Two days ago, I wake up. "It's dark. Crap, I haven't slept enough. Hmm, it's 7am. Crap, the sun went out. Wait."
Actually, despite being roughly due south of England, France and most of Spain are crammed into the same time zone as Germany. So it was really 6am in normal people time -- or 5am without DST -- which is a perfectly fine time to be dark at this latitude in October, when the equinox has passed and the days are probably getting rapidly shorter.
The Other White People
If you know your US history the way I do, you may be able to think of the major European migrations to the US and even roughly date them. English, Scots/Scots-Irish, Germans, a probably swamped sprinkling of Dutch in New Amsterdam, Scandinavians, actual Irish, Poles and Italians, Russians, Jews.
Notably missing: French or Spanish. Spanish people of course got here first, but mostly to the south, and mostly well mixed with the natives. French went to Quebec and New Orleans, with maybe some spillover into New Hampshire, but you generally don't find French neighborhoods in our cities. So, I figure the US conception of what white people look like, derived mostly from looking at ourselves, has a big hole in it. I'd heard of "Gallic faces" before, and knew a girl at IU who was rather distinctive, and here in Paris... yeah. Oh, plus that Belgian restaurant I mentioned seeing in King's Cross a couple months ago.
Montmartre
So there's this neighborhood. I haven't read much about it, but I could tell it was big from the airbnb postings bragging about being in it. Or near it. My hostess marked it on a map. So yesterday I trudged over. In short, lots of restaurants and art galleries, on top of a hill, next to the basilica of the sacred heart which has perpetual prayers. Also, tiny blocks and windy streets. Basically your super-pedestrian artsy neighborhood, I guess.
But that came later. I first ran into the Square Louise Michel, a small park at the foot of steep steps going up to what turned out to be the basilica, and I checked it out... to be immediately accosted by an African grabbing my hand and twining colored string around my fingers. He had what seemed like good English, but he did not use it on "Please" or "May I" or answering my "what are you doing?" but on "Don't worry", "African tradition", and "where are you from". My traditions involve not being manhandled by strangers, and despite his strong grip I managed to break free and escape, somewhat freaked out. Then it happened again on the other side, and I fled the square.
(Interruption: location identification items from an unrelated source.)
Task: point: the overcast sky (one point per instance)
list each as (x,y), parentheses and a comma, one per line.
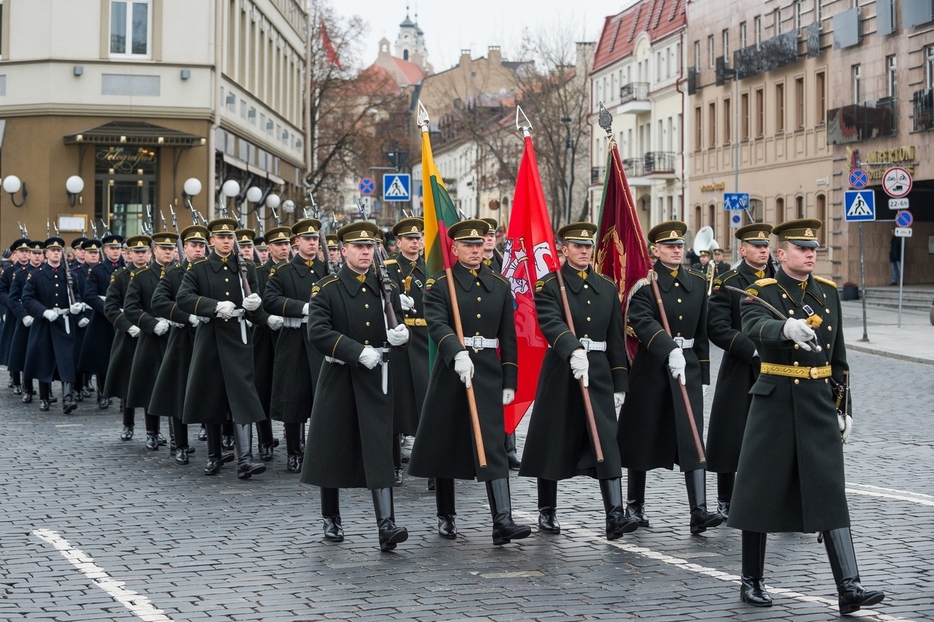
(450,26)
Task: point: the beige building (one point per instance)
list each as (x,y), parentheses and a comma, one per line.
(638,74)
(136,96)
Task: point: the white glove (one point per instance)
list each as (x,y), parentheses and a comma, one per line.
(508,396)
(580,366)
(252,302)
(225,309)
(370,357)
(464,367)
(846,426)
(799,332)
(677,365)
(397,336)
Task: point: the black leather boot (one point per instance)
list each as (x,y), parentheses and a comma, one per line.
(264,437)
(547,506)
(725,493)
(330,510)
(504,529)
(390,534)
(635,497)
(444,501)
(852,595)
(701,519)
(752,588)
(617,523)
(511,455)
(294,462)
(243,440)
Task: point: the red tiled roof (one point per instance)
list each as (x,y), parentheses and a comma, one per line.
(658,18)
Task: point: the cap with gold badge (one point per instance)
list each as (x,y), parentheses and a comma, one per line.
(756,234)
(578,232)
(139,243)
(409,227)
(670,232)
(165,239)
(471,230)
(802,232)
(360,232)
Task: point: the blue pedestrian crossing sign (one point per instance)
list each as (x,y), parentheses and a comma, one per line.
(735,200)
(859,205)
(397,187)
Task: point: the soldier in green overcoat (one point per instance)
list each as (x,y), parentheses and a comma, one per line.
(485,360)
(791,476)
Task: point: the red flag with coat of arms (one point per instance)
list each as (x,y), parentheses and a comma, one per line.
(529,255)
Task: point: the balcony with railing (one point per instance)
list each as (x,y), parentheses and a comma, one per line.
(634,98)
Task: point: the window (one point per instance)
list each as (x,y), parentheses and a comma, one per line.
(744,117)
(727,122)
(857,79)
(712,121)
(799,103)
(821,99)
(891,76)
(779,108)
(130,27)
(760,113)
(697,128)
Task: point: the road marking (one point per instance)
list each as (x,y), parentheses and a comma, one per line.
(711,572)
(139,605)
(891,493)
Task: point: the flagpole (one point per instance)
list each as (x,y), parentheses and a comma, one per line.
(456,313)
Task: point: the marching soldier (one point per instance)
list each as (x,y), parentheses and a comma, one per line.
(409,366)
(350,434)
(153,337)
(740,364)
(486,360)
(791,475)
(98,340)
(220,381)
(168,392)
(653,429)
(50,350)
(125,332)
(558,445)
(297,363)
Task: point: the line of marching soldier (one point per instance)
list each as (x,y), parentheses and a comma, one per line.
(342,344)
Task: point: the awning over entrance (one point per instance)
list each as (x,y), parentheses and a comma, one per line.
(134,133)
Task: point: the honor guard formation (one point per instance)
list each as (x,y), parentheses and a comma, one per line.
(369,362)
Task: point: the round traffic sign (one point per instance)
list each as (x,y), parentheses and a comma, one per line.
(896,182)
(858,179)
(367,186)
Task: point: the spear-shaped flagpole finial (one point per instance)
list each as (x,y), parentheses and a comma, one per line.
(523,125)
(606,120)
(422,118)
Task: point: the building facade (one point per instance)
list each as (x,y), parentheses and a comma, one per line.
(136,96)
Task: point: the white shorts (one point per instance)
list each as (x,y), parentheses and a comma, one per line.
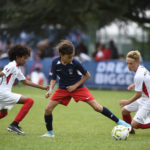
(8,99)
(142,109)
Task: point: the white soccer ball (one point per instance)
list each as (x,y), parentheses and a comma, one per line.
(120,132)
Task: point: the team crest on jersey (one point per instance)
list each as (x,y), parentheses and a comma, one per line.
(7,69)
(70,71)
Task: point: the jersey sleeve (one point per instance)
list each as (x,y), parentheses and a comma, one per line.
(80,67)
(20,76)
(8,69)
(138,80)
(52,74)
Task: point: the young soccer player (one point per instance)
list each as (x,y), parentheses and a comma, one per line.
(17,55)
(140,102)
(71,75)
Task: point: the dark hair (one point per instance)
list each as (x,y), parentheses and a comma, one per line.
(65,47)
(18,50)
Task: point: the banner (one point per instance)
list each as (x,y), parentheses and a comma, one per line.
(109,75)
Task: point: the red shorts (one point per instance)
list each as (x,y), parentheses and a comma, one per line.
(64,97)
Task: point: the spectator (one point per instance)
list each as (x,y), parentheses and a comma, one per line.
(99,54)
(113,50)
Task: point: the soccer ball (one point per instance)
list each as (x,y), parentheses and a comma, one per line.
(120,132)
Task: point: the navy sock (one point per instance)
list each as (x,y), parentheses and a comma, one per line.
(48,121)
(106,112)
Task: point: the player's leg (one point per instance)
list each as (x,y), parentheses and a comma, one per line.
(3,113)
(27,104)
(106,112)
(49,118)
(127,118)
(140,117)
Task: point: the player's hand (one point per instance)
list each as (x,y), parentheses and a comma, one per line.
(71,88)
(123,103)
(46,87)
(131,87)
(47,95)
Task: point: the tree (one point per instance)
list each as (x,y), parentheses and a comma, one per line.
(36,15)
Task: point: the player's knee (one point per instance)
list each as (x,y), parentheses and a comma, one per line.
(3,114)
(124,111)
(30,101)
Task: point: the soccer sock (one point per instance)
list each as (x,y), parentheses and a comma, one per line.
(48,121)
(143,126)
(109,114)
(2,115)
(127,118)
(24,110)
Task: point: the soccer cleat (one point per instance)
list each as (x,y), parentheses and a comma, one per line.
(132,131)
(121,122)
(16,129)
(49,134)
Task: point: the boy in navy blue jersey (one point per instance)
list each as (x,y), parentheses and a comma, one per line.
(71,75)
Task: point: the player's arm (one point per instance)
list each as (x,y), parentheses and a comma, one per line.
(131,87)
(2,74)
(51,86)
(132,99)
(76,85)
(29,83)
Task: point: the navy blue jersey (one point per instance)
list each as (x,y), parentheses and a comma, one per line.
(68,74)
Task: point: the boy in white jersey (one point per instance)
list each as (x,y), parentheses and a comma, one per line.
(17,55)
(140,102)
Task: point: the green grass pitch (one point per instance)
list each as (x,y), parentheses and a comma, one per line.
(76,127)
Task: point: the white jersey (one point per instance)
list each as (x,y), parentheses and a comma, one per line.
(12,72)
(142,81)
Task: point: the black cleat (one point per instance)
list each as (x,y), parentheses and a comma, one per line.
(16,129)
(132,131)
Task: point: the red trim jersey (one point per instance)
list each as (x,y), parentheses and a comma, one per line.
(12,72)
(142,81)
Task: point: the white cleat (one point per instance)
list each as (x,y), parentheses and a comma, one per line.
(48,135)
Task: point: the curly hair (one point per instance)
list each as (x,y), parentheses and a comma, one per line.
(65,47)
(18,50)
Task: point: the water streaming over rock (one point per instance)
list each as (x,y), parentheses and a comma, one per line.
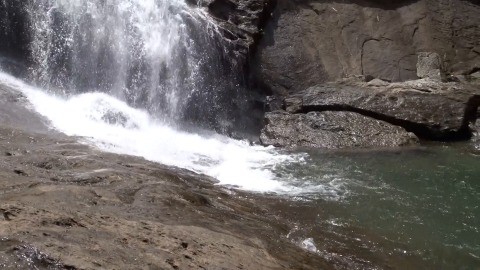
(161,55)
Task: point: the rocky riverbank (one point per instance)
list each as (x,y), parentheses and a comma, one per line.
(65,205)
(352,113)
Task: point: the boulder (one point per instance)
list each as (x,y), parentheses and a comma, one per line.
(431,110)
(332,130)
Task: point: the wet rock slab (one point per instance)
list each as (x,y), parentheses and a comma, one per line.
(64,205)
(432,110)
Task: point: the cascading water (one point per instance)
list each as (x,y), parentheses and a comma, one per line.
(162,56)
(123,74)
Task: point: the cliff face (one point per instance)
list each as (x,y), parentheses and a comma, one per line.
(310,42)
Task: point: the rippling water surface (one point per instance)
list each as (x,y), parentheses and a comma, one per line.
(410,209)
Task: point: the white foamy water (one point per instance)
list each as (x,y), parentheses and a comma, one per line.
(113,126)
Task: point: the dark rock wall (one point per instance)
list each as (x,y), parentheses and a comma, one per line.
(308,42)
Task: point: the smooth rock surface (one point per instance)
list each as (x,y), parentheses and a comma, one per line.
(432,110)
(307,43)
(332,130)
(65,205)
(429,65)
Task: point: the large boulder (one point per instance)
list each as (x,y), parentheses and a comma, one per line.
(241,22)
(429,109)
(311,42)
(332,130)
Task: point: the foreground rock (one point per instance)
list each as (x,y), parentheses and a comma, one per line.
(429,109)
(332,130)
(64,205)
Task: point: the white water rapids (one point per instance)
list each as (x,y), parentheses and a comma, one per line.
(112,125)
(122,75)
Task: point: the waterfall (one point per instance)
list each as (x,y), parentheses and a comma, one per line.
(143,78)
(160,55)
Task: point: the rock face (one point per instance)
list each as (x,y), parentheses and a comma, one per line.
(332,130)
(241,21)
(431,110)
(429,65)
(307,43)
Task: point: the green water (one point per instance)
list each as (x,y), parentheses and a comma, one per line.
(410,209)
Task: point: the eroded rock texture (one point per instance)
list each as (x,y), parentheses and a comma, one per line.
(345,114)
(332,130)
(311,42)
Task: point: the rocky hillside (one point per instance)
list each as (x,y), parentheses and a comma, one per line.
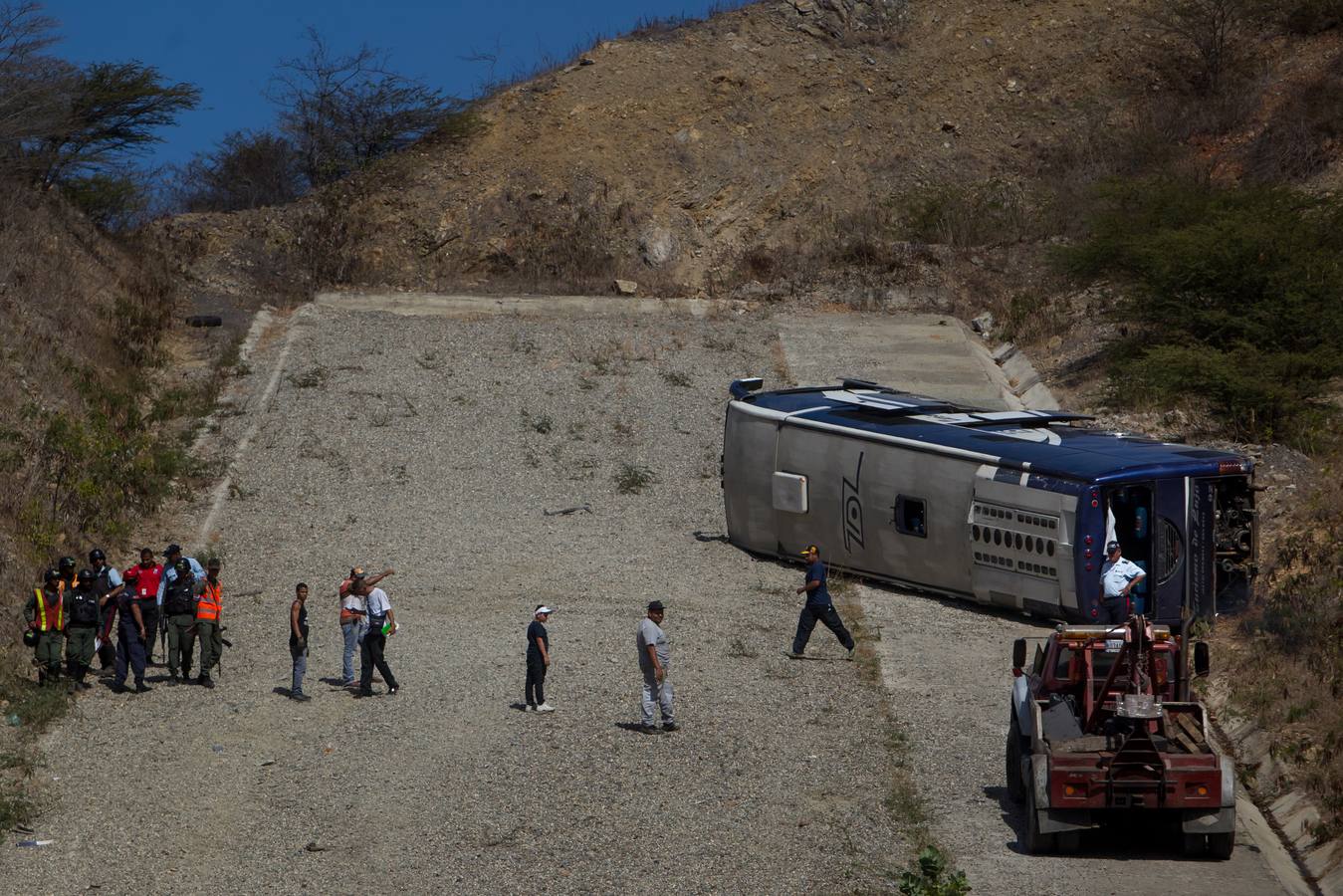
(705,156)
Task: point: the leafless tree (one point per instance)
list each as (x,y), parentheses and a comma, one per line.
(34,88)
(243,171)
(341,112)
(1209,33)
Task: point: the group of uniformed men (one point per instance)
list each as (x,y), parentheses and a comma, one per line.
(76,612)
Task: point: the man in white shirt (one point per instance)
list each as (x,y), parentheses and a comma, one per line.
(1118,579)
(380,617)
(655,665)
(353,618)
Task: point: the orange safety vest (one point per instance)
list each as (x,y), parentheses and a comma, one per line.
(43,610)
(210,602)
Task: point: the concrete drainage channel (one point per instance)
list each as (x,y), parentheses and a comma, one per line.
(930,353)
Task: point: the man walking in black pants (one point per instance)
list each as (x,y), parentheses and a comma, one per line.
(818,606)
(538,661)
(381,622)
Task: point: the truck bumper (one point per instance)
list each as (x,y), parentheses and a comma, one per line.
(1060,821)
(1209,821)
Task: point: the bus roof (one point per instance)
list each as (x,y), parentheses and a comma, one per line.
(1042,442)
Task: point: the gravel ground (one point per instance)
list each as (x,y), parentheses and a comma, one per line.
(433,446)
(947,666)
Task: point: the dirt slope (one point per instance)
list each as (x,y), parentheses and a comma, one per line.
(666,156)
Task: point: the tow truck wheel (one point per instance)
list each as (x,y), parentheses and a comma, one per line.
(1015,787)
(1221,846)
(1035,842)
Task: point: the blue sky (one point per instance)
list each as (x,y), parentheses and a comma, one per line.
(230,47)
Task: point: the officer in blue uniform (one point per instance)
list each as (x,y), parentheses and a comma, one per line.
(818,607)
(130,638)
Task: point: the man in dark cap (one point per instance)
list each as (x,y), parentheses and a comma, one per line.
(179,608)
(84,619)
(1118,579)
(818,606)
(655,664)
(111,585)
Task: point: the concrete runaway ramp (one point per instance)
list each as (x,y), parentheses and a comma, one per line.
(926,353)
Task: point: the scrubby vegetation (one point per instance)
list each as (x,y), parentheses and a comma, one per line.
(1233,297)
(1285,660)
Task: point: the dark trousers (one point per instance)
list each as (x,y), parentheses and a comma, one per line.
(370,654)
(829,618)
(1113,611)
(535,689)
(149,612)
(130,652)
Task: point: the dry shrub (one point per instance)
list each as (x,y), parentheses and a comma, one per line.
(1303,135)
(1284,661)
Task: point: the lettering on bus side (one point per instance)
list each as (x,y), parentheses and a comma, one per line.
(850,510)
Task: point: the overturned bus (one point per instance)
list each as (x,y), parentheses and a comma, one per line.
(1005,508)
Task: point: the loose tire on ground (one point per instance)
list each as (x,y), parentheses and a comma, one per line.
(1221,846)
(1015,786)
(1035,842)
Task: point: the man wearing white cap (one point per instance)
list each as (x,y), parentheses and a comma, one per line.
(1118,579)
(655,662)
(538,661)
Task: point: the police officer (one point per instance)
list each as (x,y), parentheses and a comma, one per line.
(818,607)
(179,610)
(109,585)
(1118,579)
(210,622)
(46,612)
(66,567)
(130,634)
(84,618)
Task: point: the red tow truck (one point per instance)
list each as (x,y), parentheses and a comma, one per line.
(1101,726)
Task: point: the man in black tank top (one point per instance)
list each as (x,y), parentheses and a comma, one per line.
(299,641)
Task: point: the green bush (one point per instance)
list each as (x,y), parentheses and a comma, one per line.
(1234,299)
(931,875)
(1307,16)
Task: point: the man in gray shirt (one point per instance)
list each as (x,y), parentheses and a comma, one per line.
(654,662)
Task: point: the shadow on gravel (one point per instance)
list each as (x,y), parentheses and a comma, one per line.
(637,729)
(1132,838)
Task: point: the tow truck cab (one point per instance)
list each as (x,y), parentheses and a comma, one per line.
(1101,723)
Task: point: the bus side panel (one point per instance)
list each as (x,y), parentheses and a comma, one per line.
(935,489)
(854,492)
(830,462)
(1020,561)
(749,450)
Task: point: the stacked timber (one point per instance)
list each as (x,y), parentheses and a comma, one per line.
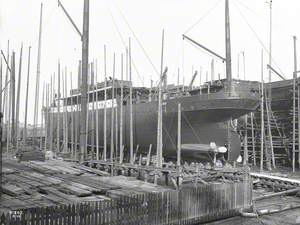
(56,182)
(30,153)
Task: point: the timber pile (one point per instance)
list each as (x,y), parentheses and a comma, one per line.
(55,182)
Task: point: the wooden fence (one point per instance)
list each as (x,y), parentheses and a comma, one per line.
(188,206)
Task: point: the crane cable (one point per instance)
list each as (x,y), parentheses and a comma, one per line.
(123,42)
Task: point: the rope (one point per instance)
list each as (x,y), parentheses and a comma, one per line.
(257,37)
(204,16)
(123,42)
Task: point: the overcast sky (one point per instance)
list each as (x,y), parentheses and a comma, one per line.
(114,20)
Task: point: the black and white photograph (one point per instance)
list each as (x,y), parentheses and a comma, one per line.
(161,112)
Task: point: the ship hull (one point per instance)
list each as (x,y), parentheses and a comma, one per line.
(203,121)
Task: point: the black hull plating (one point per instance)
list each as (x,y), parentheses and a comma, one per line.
(203,121)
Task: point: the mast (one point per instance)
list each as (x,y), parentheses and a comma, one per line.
(26,101)
(35,118)
(85,58)
(228,47)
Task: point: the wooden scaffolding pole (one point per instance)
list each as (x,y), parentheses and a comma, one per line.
(112,147)
(97,113)
(262,116)
(121,112)
(37,87)
(47,120)
(253,138)
(294,104)
(58,110)
(93,113)
(105,111)
(72,130)
(245,161)
(26,98)
(6,101)
(159,119)
(18,97)
(179,136)
(66,120)
(130,106)
(12,94)
(63,112)
(42,121)
(85,59)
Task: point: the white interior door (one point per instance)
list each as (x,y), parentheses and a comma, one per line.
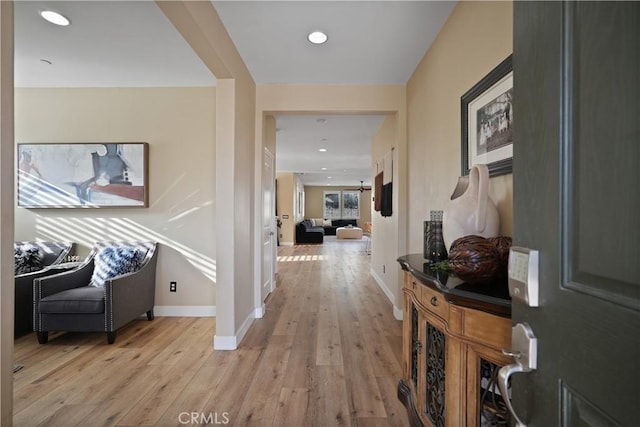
(268,224)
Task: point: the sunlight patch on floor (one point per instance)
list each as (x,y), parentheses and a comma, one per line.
(301,258)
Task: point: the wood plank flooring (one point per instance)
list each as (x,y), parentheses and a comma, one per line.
(327,353)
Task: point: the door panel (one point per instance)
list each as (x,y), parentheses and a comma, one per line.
(576,200)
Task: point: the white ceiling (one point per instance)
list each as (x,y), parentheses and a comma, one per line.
(131,43)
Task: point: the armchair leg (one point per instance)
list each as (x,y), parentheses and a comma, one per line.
(43,337)
(111,337)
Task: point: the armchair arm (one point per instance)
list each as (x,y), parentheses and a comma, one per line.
(45,286)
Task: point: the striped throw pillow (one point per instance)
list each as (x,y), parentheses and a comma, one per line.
(114,261)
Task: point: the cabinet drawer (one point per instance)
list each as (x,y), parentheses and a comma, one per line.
(434,302)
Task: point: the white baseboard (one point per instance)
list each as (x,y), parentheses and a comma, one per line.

I wondered if there was some real tradition I was breaking, but the one mention I found online later was http://filharmonica.com/?p=63
sidestepping the French African youths who’ve cornered the market of peddling hand woven thread bracelets to tourists by looping the exposed fingers of the unwitting as they pass, and holding them hostage until the bracelet is completed and the mark feels obligated to pay for it. After our last experience in Paris, when one these guys came just shy of chest bumping Phil and using threatening body language to cow us into submission (it didn’t work), we knew enough to make use of alternate routes and withering stares.
Seems my instincts were good.
Food
Restaurant prices seemed high to me, though I just learned that they include not just sales tax but a 15% mandatory service charge, so they're complete prices unlike the UK or US. Still, I've been eating in, and probably will eat in a lot. I've seen a few of Super Marche, supermarkets, but only one has been close to a US/UK one; another seemed like a hole in the wall convenience store, lined with liquor bottles and bananas, like I kept seeing in the UK. The bread and cheese selections weren't that great; then again, boulangeries, or bakeries, are nigh-ubiquitous, so I guess you go to those. Cheese shops would make sense too but I haven't noticed one. Even the best market selection I saw though... there *are* a bunch of varieties, but they're brands of Camembert, or blue, or washed-rind soft cheeses. I've seen one instance of hard cheese, parmesan, and none of cheddar.
I did get Tropicana OJ. "Maxi Size!" at 3 liters, about the same as 64 ounces. Largest I saw in the UK was 1.5 L.